It seems like the discussion so far leads to 11-12 months of data being kept. If you need a full 12 months, there are issues.

I prefer to have a 'rolling' set of partitions (32 days / 13 months / whatever), and have the EVENT (or Perl script) check to see if it is time to do maintenance, then do the maintenance. That would be

* If the oldest partition is 'too old', then ALTER TABLE DROP PARTITION ...;

* If we are about to spill into a new day/month, add a new partition. This would be via
ALTER TABLE REORGANIZE PARTITION future
INTO
PARTITION from... VALUES LESS THAN (...)
PARTITION future VALUES LESS THAN MAXVALUE;

The information_schema provides the list of partitions, and I give the partitions recognizable names. For the current month, I would have:
PARTITION from201206 VALUES LESS THAN (TO_DAYS('2012-07-01'))
Note that June ends before Jul 01.

Further, I run the script more often than necessary (hourly for daily partitions; daily for monthly partitions), so it usually does nothing. Why run "too often"?
* If the script fails to run once, it will soon be run again.
* If I need to change the things (eg, drop from 60 days to 30 days), the extra runs will gradually do the adjustment.

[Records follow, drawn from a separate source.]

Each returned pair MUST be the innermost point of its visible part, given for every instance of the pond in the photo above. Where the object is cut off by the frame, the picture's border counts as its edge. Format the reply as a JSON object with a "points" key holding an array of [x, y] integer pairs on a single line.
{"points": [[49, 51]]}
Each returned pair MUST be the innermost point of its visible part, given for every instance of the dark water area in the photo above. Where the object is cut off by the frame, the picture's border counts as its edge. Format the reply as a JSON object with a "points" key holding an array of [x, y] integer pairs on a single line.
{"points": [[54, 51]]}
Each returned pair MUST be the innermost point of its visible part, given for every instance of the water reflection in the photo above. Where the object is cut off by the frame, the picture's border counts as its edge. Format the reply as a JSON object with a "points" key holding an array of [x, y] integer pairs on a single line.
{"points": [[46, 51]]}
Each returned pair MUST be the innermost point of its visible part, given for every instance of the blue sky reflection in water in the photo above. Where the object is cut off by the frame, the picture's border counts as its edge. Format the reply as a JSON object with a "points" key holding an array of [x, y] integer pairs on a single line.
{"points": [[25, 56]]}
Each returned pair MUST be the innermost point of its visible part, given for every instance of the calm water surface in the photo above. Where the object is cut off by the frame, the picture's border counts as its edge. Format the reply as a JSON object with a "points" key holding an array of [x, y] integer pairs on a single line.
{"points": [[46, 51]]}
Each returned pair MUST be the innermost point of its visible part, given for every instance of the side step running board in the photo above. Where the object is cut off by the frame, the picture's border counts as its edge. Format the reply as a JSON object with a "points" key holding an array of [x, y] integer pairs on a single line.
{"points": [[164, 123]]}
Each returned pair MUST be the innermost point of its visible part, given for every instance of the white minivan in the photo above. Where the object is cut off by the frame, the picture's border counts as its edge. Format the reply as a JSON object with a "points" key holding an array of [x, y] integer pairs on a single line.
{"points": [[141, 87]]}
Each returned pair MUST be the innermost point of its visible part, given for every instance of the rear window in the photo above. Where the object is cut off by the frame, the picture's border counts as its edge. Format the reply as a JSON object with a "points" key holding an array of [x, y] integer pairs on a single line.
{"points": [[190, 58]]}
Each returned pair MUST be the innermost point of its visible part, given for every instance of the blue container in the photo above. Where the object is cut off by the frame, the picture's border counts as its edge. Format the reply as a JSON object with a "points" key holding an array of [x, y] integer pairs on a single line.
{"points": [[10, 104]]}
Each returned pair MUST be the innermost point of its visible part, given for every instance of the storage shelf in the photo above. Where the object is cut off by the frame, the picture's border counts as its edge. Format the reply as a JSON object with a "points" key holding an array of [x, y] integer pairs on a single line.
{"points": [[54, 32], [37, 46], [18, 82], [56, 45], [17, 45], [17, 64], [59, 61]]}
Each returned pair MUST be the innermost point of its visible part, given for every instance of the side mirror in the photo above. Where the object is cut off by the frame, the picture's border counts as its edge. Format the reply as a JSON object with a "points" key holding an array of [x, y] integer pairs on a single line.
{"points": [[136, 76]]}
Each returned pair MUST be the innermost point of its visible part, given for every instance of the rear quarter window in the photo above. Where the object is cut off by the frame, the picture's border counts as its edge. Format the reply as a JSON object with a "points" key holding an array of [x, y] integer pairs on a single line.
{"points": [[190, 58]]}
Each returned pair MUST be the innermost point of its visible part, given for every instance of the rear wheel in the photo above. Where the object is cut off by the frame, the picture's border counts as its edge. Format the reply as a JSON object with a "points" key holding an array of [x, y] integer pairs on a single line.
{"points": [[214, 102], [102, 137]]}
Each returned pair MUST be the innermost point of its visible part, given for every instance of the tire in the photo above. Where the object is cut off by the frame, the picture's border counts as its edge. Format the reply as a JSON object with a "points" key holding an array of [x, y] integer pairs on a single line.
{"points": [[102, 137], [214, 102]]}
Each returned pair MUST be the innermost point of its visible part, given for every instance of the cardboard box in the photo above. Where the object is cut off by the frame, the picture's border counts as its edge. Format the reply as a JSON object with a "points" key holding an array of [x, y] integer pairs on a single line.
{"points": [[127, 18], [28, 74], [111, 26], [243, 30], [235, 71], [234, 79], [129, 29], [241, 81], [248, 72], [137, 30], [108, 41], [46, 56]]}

There are situations (especially with DATETIME) where the 'first' partition is checked in all queries. (This is because of the possibility of NULL values.) Hence, it is slightly beneficial to have an empty 'start' or 'old' partition.

I like to have a 'future' partition that I never deliberately use (or briefly use). This is because the maintenance script might fail to run. If it does, then new data piles up in 'future'. Once I discover the problem (and get the script running again), then the REORGANIZE will automagically clean things up (after a few iterations).